On Motion for Rehearing

In a well considered motion for rehearing appellee urges that we affirm the trial court’s summary judgment on the authority of Gulf, Colorado & Santa Fe Railway v. McBride, 159 Tex. 442, 322 S. W.2d 492 (1958), and asserts that appellant failed to support his defense of accord and satisfaction by proper summary judgment proof. The statement contained in our opinion to the effect that a movant for summary judgment has the burden of demonstrating the lack of a genuine issue of material fact should not be read as placing upon appellee the burden of negating, in its motion, the appellant’s affirmative defense of accord and satisfaction. However, in this case, as distinguished from McBride, appellant did not merely plead an affirmative defense, but filed affidavit which may be fairly read to state that the payment and assignment to appellee was accomplished at its specific instruction that it be done as accord and satisfaction of the note and debt. While the statements contained in appellant’s affidavit in this respect are not as certain and specific as might be desired, we hold that they are more than mere conclusions and constitute affirmative testimony that the transaction was effected upon appellee’s specific instructions that it be done as accord and satisfaction.

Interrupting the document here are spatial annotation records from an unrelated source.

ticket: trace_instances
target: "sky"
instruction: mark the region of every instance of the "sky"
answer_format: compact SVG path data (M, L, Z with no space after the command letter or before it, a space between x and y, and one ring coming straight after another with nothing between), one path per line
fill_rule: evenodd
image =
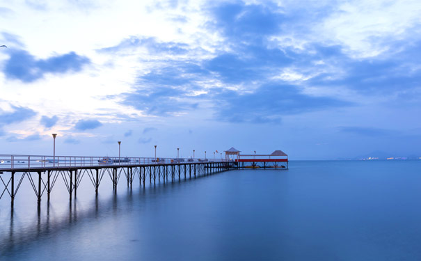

There is an additional reason why the summary judgment was improperly granted in this case. Although not discussed in our original opinion, appellee failed to establish, as a matter of law, that it was the owner and holder of the promissory note in question. The affidavit of E. Edward Ezell, Vice Chairman of the Board of ap-pellee, states that the note attached to ap-pellee’s motion is a true and correct copy of the original but does not state that the original note is in the possession of the ap-pellee or that appellee is the present owner and holder of the note. The authentication of the copy as a true reproduction of the original does not establish the present location of the original. Nowhere do we find in the summary judgment proof clear evidence that appellee was the present owner and holder and in possession of the note as required by Texas National Corporation v. United Systems International, Inc., Tex., 493 S.W.2d 738 (1973). Appellee’s original petition, generally referred to in its motion and apparently verified by appel-lee’s attorney, cannot be considered as correcting this deficiency. Texas National Corporation v. United Systems International, Inc., supra; Hidalgo v. Surety Savings & Loan Association, 462 S.W.2d 540 (Tex.Sup.1971). Moreover, the attorney’s verification is limited in scope and does not purport to cover such statement. Appellant’s general denial, therefore, prevented summary judgment in the absence of proper summary judgment proof by appellee showing that it was the present owner and holder and in possession of the note. Perkins v. Crittenden, 462 S.W.2d 565 (Tex.Sup.1970); Texas National Corporation v. United Systems International, Inc., supra.

For the reasons hereinabove stated, ap-pellee’s motion for summary judgment should not have been granted and its motion for rehearing is overruled.